この記事のポイント:EBINAX(エビナックス、日本)はガラス・セラミックス・樹脂等の非導電性材料への機能性めっき(電磁波遮蔽・導電化・装飾)を専門とする特殊めっきメーカー。半導体パッケージ・電子部品向けの電磁波遮蔽(EMI/EMC対策)めっきや、セラミック基板・ガラス基板への導電化処理(無電解めっき→電気めっき)を手がけ、半導体後工程・実装技術の高度化とともに需要が拡大している。
| 企業名 | EBINAX株式会社(エビナックス) |
|---|---|
| 本社所在地 | 日本 |
| 専門技術 | 非導電性素材(ガラス・セラミック・樹脂)への機能性めっき |
| 主要用途 | 電磁波遮蔽(EMI)・導電化処理・装飾・防食 |
| 半導体向け適用 | 半導体パッケージのEMIシールド・セラミック基板の導電化・電子部品めっき |
| プロセス | 無電解めっき(化学的析出)→ 電気めっき(電解析出)の複合プロセス |
ガラス・セラミックへの機能性めっきとは
通常のめっきは金属表面にしか施せないが、ガラスやセラミックスは非導電性のため直接電気めっきができない。EBINAXが専門とするのは「活性化処理(パラジウム触媒付与)→無電解めっき(化学的に銅・ニッケル等を析出)→電気めっき」という複合プロセスで非導電性素材に均一な金属皮膜を形成する技術だ。この技術により電磁波遮蔽・端子形成・導電パスの付与が可能になる。
ポイント:半導体パッケージの高周波化(5G・ミリ波・EHF帯)に伴い、電磁波遮蔽(EMIシールド)の重要性が急増している。EBINAXのガラス・セラミックへの薄膜EMIシールドめっき技術は、従来の金属ケース・金属テープによるEMI対策より薄型・軽量・量産性に優れる代替手段として注目されている。
主要技術・適用分野
① 電磁波遮蔽(EMI/EMCシールド)めっき
スマートフォン・IoT機器・自動運転センサ・半導体SiPモジュールに内蔵されるセラミック電子部品への電磁波遮蔽皮膜形成。銅・ニッケル・銀等の導電性金属を薄く均一に析出し、GHz帯の電磁波を遮蔽・吸収する機能を付与する。
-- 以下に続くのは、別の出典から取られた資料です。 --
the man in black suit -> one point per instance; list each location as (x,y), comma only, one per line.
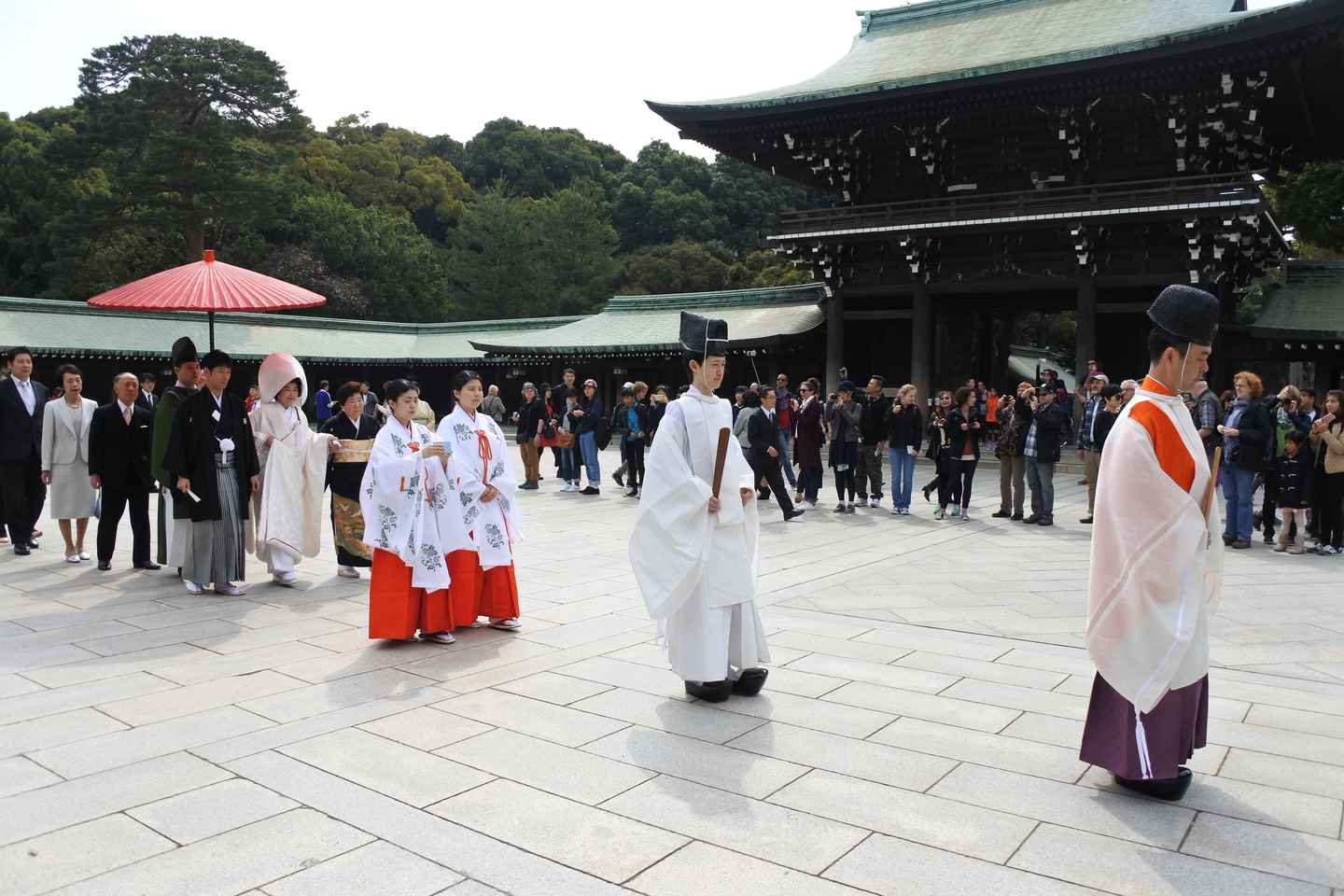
(119,464)
(21,403)
(763,455)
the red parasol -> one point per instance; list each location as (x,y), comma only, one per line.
(208,287)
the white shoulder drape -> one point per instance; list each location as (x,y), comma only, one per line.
(1156,563)
(677,541)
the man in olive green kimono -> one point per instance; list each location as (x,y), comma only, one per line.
(186,367)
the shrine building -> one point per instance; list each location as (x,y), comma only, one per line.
(993,158)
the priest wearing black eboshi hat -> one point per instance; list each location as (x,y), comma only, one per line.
(1156,566)
(173,516)
(693,553)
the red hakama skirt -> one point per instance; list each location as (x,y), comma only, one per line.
(397,610)
(483,593)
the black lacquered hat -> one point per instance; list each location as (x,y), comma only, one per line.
(1187,312)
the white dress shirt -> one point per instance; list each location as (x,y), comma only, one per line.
(30,400)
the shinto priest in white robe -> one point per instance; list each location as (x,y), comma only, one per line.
(480,458)
(287,508)
(410,504)
(1155,578)
(696,569)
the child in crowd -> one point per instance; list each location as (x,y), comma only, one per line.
(1294,476)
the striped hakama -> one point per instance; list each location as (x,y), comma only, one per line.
(213,550)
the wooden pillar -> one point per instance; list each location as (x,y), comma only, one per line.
(834,340)
(938,357)
(921,340)
(1086,328)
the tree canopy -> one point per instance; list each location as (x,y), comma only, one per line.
(176,143)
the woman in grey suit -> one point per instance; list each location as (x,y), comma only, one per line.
(64,459)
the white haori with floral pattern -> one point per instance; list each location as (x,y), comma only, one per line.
(410,504)
(480,458)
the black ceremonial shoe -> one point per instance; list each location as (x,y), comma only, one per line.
(1169,789)
(710,691)
(750,681)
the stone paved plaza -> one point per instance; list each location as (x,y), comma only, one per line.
(918,734)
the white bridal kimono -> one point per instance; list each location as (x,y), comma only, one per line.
(480,458)
(1156,555)
(696,569)
(410,505)
(287,508)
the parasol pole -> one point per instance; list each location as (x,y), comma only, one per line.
(208,257)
部品の小型化・低背化トレンドでガラス・セラミック素材の需要が増加する中、EMIシールドめっきの需要も拡大している。
② セラミック基板・ガラス基板の導電化
LTCC(低温同時焼成セラミクス)基板・アルミナ基板・ガラス基板への導電化処理は、パワーモジュール・RFモジュール・MEMSデバイスの配線形成に使われる。5G基地局・自動運転レーダー・高周波通信デバイスの急増がLTCC・ガラス基板の需要を牽引し、EBINAXの導電化めっき技術の市場を拡大している。
③ 高精度部品の精密めっき
半導体製造装置のセラミック部品(静電チャック用部品・絶縁リング等)の端子部への精密めっきも手がける。寸法精度±数μmの精密部品に均一な皮膜を形成するマスキング技術と管理プロセスがEBINAXの技術力の証明だ。
半導体パッケージの高周波化・小型化とめっき需要
半導体SiP(System in Package)・ファンアウトパッケージングの普及に伴い、パッケージ全体を薄い金属めっきで覆うEMIシールドの「コンフォーマルコーティング」が量産実装に採用されるケースが増えている。EBINAXのようなガラス・セラミック特殊めっきの専業企業は、この市場を大手総合めっきメーカーとの差別化で独自のニッチを確保している。
投資・M&A視点での評価
EBINAXは非上場の日本特殊めっきメーカーだが、5G・AI・自動運転・医療デバイスという複数の高成長産業がすべてEMIシールドや高周波対応セラミック部品の需要を押し上げる構造にある。総合めっきメーカー・表面処理技術企業・電子部品メーカーにとって技術補完買収の対象として検討価値がある。詳細は半導体業界の全体構造を読むも参照。
※本記事は公開情報をもとに作成した分析・解説記事です。投資判断等の根拠として使用する場合は、必ず一次情報をご確認ください。情報は執筆時点のものであり、最新状況とは異なる場合があります。